One chance, Eimear had said. They had one chance to survive this, and that chance started here. With her.
But the battle was already underway. Vairik was already tearing across the land, stealing the lives of the very people she was meant to protect.
And she’d done absolutely nothing to help them.
She should be on the battlefield. She should be standing by Rion’s and Talon’s side, fighting against the darkness no matter how grim.
One chance.
A sacrifice.
Was she meant to be that sacrifice? Was it meant to be done here? In this pool of water?
Arianna looked down at her hands. The water had already wrinkled her skin. Divine or not, she was just one person. How was she supposed to make a difference in anything when she didn’t know where to start? She’d gladly give her life, if that was the price to pay. But where was she supposed to pay it?
Arianna’s hands began to tremble again. Her heart ached with an emptiness she could never put into words. It was as ifher soul had been carved right out of her chest, leaving a gaping wound no one could fill.
Hopelessness. This was exactly what hopelessness felt like.

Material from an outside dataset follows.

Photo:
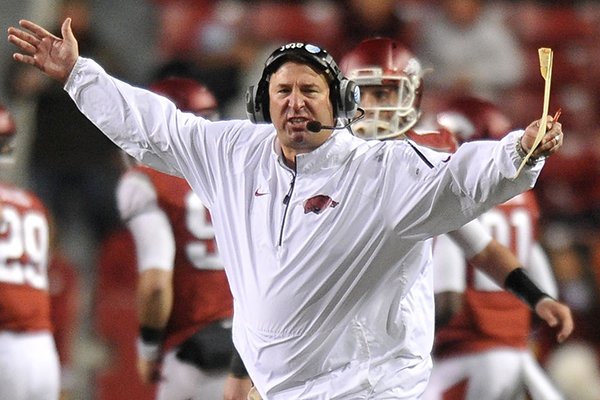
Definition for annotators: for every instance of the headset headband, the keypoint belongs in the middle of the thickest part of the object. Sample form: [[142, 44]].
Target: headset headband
[[344, 93]]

She was about to lose everything. She didn’t even have the memories to tell her exactly what that meant.
Maybe that’s what hurt the most.
Would she regain her memories once death claimed her? Would she walk through the gates of the afterlife and greet her old friends the way she used to know them? Would Rion even be there?
A sob tore through her body, nearly making her double over. She wrapped her arms around her middle, clutching it tightly. She was fracturing, her body coming apart at the seams. She was glass under too much pressure. Cloth being pulled too tight. Pieces splintered off, dripping into the cool liquid. Tears, those pieces were her tears, consumed by the world as if they meant nothing.
Arianna struggled for breath, still holding her center like her life depended on it. Her body kept shuddering, spilling out against her will.
Gone.
Everything she’d ever loved was about to be gone.
And there was nothing—
Another sob.
Nothing—
Why did it have to end like this? Why wasn’t anything they’d done enough? How could evil triumph in a world they’d fought so hard to protect?
A feather-light touch against Arianna’s arm had her startling, glancing down to find a pair of beady eyes staring up at her. She blinked through blurry vision, focusing on the tiny creature with a large lotus flower blooming from its head.
It looked hopeless, too. A mirror to her pain. She thought she saw tiny track marks down its cheeks, as if it too had been crying for a world they could no longer defend.
A few more floated closer. Arianna looked up to find dozens, no, hundreds in the trees, all staring straight at her as if she held the answer to saving their dying world. They didn’t sing. They didn’t play their musical instruments. They were just … still. So utterly still, as if echoing the gaping wound burning in her chest.
Another laid its spindly fingers against her skin. Then another. Perhaps they were trying to offer her comfort. She couldn’t even muster a half-hearted smile.
“What do we do?” she asked, voice breaking. When the world fell, Vairik’s darkness would consume them, too, taking every last one with his shadows and fire. Not even The Guardians would be strong enough to protect the sacred beings.
The Fairy Folk continued to stare, watching her as if they were the ones who’d asked the question instead. She didn’t know how to answer. She didn’t even know why she was here.
Foolish.
She was a fool.
Her entire life had been nothing but mysterious prophecies. Maybe those were all lies, too. Nothing more than a fabrication. Everything had been tainted by Vairik.